1914 kuşağı izlenimci ressamların estetik anlayışına ve tekniğine karşı, kübist ve yapımcı bir tekniği getiren arkadaşları Abidin Dino, Zeki Faik İzer, Elif Naci, Cemal Tollu, Zühtü Müridoğlu ile birlikte D Grubu’nu kurdu. Türk sanatında plastik değerleri öne çıkarmayı amaçlayan grup içersinde, yalnızca resimleri ile değil, grubu ve sanat anlayışını tanıtmayı amaçlayan yazılarıyla da öne çıktı, D Grubu’nun sanatsal dilini oluşturdu.
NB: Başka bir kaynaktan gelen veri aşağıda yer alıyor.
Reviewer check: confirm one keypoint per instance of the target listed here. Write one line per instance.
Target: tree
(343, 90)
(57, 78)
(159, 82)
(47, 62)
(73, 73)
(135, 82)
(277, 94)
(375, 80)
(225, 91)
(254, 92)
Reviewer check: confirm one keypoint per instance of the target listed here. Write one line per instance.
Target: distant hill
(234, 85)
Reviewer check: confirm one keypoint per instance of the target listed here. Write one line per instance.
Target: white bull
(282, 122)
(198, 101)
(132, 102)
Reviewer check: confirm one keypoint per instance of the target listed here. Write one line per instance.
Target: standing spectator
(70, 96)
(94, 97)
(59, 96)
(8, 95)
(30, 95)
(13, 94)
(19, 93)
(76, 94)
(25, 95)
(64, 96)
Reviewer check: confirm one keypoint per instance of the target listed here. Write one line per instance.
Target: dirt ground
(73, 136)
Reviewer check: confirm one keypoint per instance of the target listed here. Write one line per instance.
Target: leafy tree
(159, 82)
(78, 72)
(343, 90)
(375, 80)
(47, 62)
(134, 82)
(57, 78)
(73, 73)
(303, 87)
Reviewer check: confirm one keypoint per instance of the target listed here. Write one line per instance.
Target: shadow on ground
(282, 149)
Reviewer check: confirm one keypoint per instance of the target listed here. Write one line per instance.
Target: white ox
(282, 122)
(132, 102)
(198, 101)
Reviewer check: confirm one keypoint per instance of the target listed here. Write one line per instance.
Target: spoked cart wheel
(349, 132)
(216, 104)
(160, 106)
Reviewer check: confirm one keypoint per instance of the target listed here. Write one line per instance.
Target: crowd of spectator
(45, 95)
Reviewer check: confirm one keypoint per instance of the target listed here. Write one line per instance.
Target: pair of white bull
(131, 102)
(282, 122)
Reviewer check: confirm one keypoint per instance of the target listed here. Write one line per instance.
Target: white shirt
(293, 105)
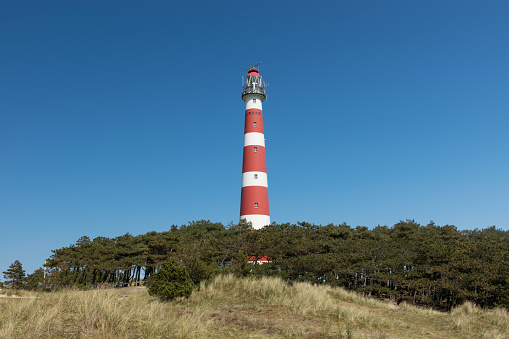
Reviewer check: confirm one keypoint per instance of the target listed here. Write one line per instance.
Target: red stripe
(254, 161)
(251, 195)
(251, 117)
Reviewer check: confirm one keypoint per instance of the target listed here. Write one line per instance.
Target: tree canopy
(431, 265)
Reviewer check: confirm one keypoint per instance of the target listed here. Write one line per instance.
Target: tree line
(430, 265)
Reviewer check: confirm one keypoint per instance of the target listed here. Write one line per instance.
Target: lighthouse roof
(253, 72)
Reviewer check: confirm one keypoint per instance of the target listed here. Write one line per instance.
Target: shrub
(171, 281)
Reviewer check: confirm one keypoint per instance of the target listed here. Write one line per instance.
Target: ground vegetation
(428, 265)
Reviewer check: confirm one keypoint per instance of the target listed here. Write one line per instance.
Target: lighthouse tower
(254, 201)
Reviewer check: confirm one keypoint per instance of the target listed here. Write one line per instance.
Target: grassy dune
(232, 307)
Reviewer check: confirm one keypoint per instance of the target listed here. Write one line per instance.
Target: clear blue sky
(126, 116)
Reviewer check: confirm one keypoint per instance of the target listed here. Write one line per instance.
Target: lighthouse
(254, 200)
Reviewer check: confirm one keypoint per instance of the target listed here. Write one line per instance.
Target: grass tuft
(233, 307)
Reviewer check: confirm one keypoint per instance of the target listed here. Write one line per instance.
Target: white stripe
(254, 138)
(257, 220)
(254, 179)
(253, 102)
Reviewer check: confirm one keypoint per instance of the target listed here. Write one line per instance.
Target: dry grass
(244, 308)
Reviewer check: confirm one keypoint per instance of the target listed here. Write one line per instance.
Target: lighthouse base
(257, 220)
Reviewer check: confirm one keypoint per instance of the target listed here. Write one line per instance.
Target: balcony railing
(253, 90)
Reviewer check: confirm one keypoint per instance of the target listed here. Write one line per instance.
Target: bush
(171, 281)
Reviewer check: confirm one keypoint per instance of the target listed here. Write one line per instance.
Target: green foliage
(429, 265)
(171, 281)
(15, 276)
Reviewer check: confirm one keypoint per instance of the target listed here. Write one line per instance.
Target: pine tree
(15, 276)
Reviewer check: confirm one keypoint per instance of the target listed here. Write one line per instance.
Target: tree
(15, 276)
(171, 281)
(35, 281)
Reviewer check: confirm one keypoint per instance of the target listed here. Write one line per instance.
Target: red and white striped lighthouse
(254, 200)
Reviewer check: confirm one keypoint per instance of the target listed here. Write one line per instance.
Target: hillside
(240, 308)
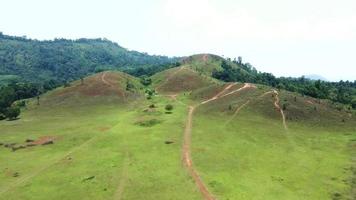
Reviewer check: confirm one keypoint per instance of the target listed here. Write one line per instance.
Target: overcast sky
(285, 37)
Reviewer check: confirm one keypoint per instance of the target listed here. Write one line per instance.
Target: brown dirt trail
(276, 104)
(124, 178)
(187, 160)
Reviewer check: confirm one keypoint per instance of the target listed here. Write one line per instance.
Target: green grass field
(110, 145)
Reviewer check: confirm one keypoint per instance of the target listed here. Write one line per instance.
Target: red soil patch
(183, 80)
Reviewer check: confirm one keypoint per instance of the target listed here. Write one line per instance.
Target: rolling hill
(220, 141)
(66, 60)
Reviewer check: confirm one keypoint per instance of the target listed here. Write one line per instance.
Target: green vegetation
(169, 108)
(106, 136)
(62, 60)
(342, 92)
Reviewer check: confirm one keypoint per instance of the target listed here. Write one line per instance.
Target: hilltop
(188, 132)
(63, 60)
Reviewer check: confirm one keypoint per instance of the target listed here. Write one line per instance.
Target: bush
(13, 112)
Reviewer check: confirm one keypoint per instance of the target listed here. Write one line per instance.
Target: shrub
(13, 112)
(169, 108)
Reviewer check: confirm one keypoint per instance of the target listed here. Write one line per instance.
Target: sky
(284, 37)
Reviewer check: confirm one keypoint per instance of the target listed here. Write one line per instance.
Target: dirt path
(276, 105)
(169, 77)
(237, 111)
(105, 81)
(219, 94)
(244, 105)
(124, 177)
(187, 160)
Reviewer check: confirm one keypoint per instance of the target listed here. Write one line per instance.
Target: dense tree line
(62, 60)
(11, 93)
(235, 71)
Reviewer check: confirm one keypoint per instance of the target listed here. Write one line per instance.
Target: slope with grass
(221, 141)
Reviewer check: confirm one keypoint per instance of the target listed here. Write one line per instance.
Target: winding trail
(219, 94)
(169, 77)
(187, 160)
(124, 177)
(244, 105)
(105, 81)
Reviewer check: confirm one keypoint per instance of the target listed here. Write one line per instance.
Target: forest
(63, 60)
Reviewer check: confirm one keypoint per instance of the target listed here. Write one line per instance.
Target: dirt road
(187, 160)
(276, 104)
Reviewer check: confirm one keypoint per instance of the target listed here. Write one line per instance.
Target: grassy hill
(65, 60)
(221, 140)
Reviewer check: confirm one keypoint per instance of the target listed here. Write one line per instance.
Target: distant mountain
(315, 77)
(63, 60)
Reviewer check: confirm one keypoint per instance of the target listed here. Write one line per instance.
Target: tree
(353, 103)
(13, 112)
(239, 60)
(169, 108)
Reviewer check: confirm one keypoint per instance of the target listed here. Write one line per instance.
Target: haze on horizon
(284, 37)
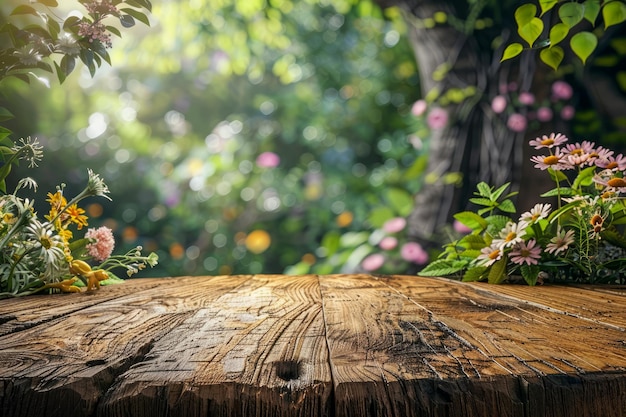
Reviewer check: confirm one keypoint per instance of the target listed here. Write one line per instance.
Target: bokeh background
(249, 136)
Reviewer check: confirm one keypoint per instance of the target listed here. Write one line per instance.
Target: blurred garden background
(308, 136)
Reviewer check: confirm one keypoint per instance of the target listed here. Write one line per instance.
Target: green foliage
(572, 15)
(582, 240)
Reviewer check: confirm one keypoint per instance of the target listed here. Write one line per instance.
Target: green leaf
(531, 31)
(592, 10)
(443, 267)
(497, 273)
(24, 9)
(547, 5)
(525, 14)
(571, 13)
(613, 13)
(483, 202)
(137, 15)
(380, 215)
(563, 191)
(552, 56)
(558, 32)
(127, 21)
(498, 192)
(330, 242)
(507, 206)
(472, 241)
(512, 51)
(400, 200)
(471, 220)
(484, 190)
(114, 31)
(5, 114)
(583, 44)
(477, 273)
(530, 273)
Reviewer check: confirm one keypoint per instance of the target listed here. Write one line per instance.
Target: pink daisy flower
(102, 243)
(489, 255)
(560, 242)
(525, 252)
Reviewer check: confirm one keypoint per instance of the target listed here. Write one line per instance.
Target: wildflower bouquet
(581, 239)
(38, 255)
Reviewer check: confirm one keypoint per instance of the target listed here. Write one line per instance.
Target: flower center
(551, 160)
(616, 182)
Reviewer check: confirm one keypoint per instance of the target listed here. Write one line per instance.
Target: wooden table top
(334, 345)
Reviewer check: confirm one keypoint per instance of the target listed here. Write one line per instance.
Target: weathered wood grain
(336, 345)
(256, 350)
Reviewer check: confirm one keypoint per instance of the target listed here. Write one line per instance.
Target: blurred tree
(458, 46)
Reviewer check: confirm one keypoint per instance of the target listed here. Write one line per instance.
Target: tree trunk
(477, 142)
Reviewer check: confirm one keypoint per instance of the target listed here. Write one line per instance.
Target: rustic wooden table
(337, 345)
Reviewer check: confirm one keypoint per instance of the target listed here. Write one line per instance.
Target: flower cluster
(578, 236)
(519, 108)
(43, 254)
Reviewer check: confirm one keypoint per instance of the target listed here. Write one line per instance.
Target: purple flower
(419, 107)
(268, 160)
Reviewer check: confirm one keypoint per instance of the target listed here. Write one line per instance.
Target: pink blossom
(567, 112)
(413, 252)
(544, 114)
(437, 118)
(268, 160)
(419, 107)
(526, 98)
(562, 90)
(373, 262)
(516, 122)
(397, 224)
(460, 227)
(498, 104)
(103, 243)
(526, 252)
(388, 243)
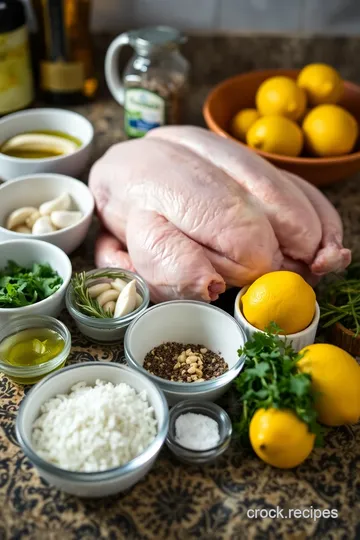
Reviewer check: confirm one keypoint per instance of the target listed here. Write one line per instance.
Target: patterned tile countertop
(176, 501)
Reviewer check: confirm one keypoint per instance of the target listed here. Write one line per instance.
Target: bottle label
(16, 85)
(62, 76)
(144, 110)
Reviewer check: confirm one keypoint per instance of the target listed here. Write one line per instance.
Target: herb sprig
(271, 379)
(87, 305)
(341, 301)
(21, 286)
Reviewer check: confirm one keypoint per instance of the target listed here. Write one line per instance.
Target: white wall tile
(260, 15)
(332, 16)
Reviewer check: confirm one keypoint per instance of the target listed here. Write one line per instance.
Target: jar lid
(157, 36)
(12, 15)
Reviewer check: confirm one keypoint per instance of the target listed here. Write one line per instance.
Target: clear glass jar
(155, 79)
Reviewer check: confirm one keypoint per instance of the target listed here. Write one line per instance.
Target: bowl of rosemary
(340, 310)
(105, 301)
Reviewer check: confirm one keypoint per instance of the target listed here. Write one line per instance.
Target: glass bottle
(154, 81)
(66, 74)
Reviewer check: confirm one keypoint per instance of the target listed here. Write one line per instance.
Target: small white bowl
(25, 253)
(33, 190)
(298, 340)
(98, 484)
(186, 321)
(42, 120)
D grubu ile başlayan yenileşme evresi içinde bu dönümde oluşan bütün sorunlara açık, aydın ve sanatçı kimliği ile kültür dünyamızda bu sorunların tartışılmasına zemin hazırladı ve tartışmalara da bizzat katıldı. Türk sanatının yöneldiği Batı dünyası karşısında, çözüm olanaklarını sorguladı ve bu tür bir sorgulamanın kendi sanatına yansıyan boyutlarını sürekli olarak gündemde tutmayı başardı.
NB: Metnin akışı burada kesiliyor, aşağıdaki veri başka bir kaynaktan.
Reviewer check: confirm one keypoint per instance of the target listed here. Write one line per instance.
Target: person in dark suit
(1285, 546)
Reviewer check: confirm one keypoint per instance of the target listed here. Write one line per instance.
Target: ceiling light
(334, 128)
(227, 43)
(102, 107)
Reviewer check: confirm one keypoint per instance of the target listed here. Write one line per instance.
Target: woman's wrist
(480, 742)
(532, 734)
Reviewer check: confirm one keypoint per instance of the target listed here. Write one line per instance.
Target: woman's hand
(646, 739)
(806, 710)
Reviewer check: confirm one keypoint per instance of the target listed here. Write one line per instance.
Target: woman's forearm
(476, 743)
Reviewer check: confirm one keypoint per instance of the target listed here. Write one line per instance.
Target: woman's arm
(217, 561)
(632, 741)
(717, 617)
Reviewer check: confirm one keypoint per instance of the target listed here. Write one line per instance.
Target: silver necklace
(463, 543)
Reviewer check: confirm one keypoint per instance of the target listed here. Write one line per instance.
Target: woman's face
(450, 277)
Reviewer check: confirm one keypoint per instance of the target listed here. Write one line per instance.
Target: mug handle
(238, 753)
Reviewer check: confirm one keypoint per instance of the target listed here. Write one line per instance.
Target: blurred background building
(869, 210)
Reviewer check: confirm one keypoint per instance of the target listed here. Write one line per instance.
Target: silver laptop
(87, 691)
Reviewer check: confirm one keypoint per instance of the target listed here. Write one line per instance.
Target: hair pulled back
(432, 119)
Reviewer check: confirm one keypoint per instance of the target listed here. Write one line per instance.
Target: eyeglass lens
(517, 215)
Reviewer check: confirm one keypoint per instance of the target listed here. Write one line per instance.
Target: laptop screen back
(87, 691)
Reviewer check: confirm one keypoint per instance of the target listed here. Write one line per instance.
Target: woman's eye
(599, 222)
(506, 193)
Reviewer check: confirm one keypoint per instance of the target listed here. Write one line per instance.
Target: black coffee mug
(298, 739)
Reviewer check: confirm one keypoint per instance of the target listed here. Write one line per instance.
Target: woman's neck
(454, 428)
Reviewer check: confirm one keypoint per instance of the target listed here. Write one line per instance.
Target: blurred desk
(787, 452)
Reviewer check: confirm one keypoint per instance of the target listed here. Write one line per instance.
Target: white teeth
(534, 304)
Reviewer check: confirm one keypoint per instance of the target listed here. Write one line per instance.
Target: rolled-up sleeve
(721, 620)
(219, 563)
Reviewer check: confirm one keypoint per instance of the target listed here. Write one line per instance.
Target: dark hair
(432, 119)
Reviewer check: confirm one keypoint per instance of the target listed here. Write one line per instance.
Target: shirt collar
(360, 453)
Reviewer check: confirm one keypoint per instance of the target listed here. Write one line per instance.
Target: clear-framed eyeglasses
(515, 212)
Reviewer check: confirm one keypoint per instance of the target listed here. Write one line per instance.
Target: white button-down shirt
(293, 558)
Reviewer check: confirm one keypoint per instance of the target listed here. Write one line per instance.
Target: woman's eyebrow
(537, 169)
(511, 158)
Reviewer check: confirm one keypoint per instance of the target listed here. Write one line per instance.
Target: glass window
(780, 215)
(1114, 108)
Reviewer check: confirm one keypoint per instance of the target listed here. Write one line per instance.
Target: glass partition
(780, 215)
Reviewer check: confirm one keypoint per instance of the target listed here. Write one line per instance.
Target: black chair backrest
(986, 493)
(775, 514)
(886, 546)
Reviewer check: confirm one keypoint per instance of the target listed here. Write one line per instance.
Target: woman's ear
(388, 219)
1939 yılında İstanbul Güzel Sanatlar Akademisine öğretim üyesi oldu. 1947’de D Grubu’nun dağılmasından sonra Paris’e gitti. Bu dönemde yaptığı resimlerinde tümüyle çizgisellik ve iki boyutluluk dikkati çekmektedir. 1950’lerin sonunda, Türk resminde bir Doğu-Batı birleşiminin gerekliliğini savundu. Bu tarihlerden sonra Türkiye’ye özgü ögeleri araştırmaya yöneldi, minyatürleri inceleyerek bunları batılı tekniklerle biçimlendirmeye çalıştı. Türkiye’de geometrik-figüratif yapımcılığın (konstruktivizim) ilk temsilcilerinden oldu, geleneksel ögelerden yararlanarak ulusal resim araştırmalarını güçlendirdi. 1962’de İstanbul Resim Heykel Müzesi Müdürlüğüne getirildi. 1939’dan 1968’e kadar Türk plastik sanatların kurumsallaşması yolunda çaba gösterdi. UNESCO’ya bağlı “Uluslararası Sanat Eleştirmeni Türkiye Komitesi”ni Suut Kemal Yetkin ile birlikte kurdu, 1954 yılında da kongre yapılmasına katkı sağladı. Paris, Moskova, Bükreş, Leningrad ve Brüksel’de açılan “Çağdaş Türk Grafik Sanatları” sergilerinde komiserlik yaptı, Sao Paolo ve Venedik Bienallerine katıldı.
9 Ocak 1982 tarihinde İstanbul’da vefat etti.